When all is said and done, the only way that this religious hunger can be satisfied is if Christianity is loosed from the bonds of orthodoxy and allowed to incorporate a post-Enlightenment understanding. Until a reformation of Christianity in this direction really takes place, large numbers of Europeans will continue to find their spiritual hunger unfulfilled.

All is not lost, however. There do seem to be signs of stirrings of progressive thought, at least within Danish Christianity, as I observed on my trip to Denmark. It is, of course, being met with the usual resistance from the guardians of dogma. The Copenhagen Post article that I mentioned above, for example, reports:
Svend Andersen, a noted professor of theology, recently said that the Resurrection should be seen as a "symbol", while bishop Jan Lindhardt of Roskilde diocese told metroXpress [a free Danish newspaper] that he did not feel concrete belief in the Resurrection was a necessary requirement for being a good Christian.
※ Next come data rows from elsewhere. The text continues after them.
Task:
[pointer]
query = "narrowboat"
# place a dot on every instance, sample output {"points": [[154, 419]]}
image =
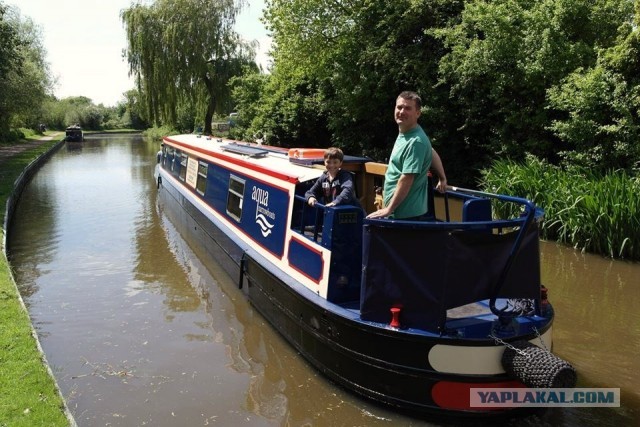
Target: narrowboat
{"points": [[412, 315], [74, 134]]}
The remarks prompted Anders Dalgaard, vicar for the Church Association for the Inner Mission in Denmark, to request all the nation's bishops to send pastoral letters out to their parishoners stating that Jesus's rising from the dead is an undeniable dogma within the Chrisitan faith.
Svend Andersen, for the moment, appears to be something of a lone voice within Danish Christianity. He is a theologian, not a bishop, and while it is interesting to hear that bishop Lindhardt said that belief in the Resurrection was not a requirement for believers, it is worth noting that he himself did not express any such doubts of his own. In fact, the Danish state church has demonstrated that it will suspend any clergy members who do express such doubts, as it did a few years ago in the case of Thorkild Grosboel. Still, it is a hopeful sign that we are starting to see some cracks in the orthodoxy there, and perhaps these developments will lead to a future development in progressive Christianity within that nation and elsewhere in Europe.

2 comments:

Cynthia said...

Wow. Excellent reporting.

A dear friend of mine in Germany feels quite the same about church in her country.

Orthodoxy makes me weary.

episcopalifem said...

Excellent analysis, and, you basically honed in on all the quotes from the NYT article that struck me, and which I just didn't have time to quote.

What we have here is the desire to let a thing die, before they'd ever concede to let it change. Sad really.

The lay movement thing really intrigues me - it shows that spiritual needs are still out there. It's meeting them that will be the turn key in all this.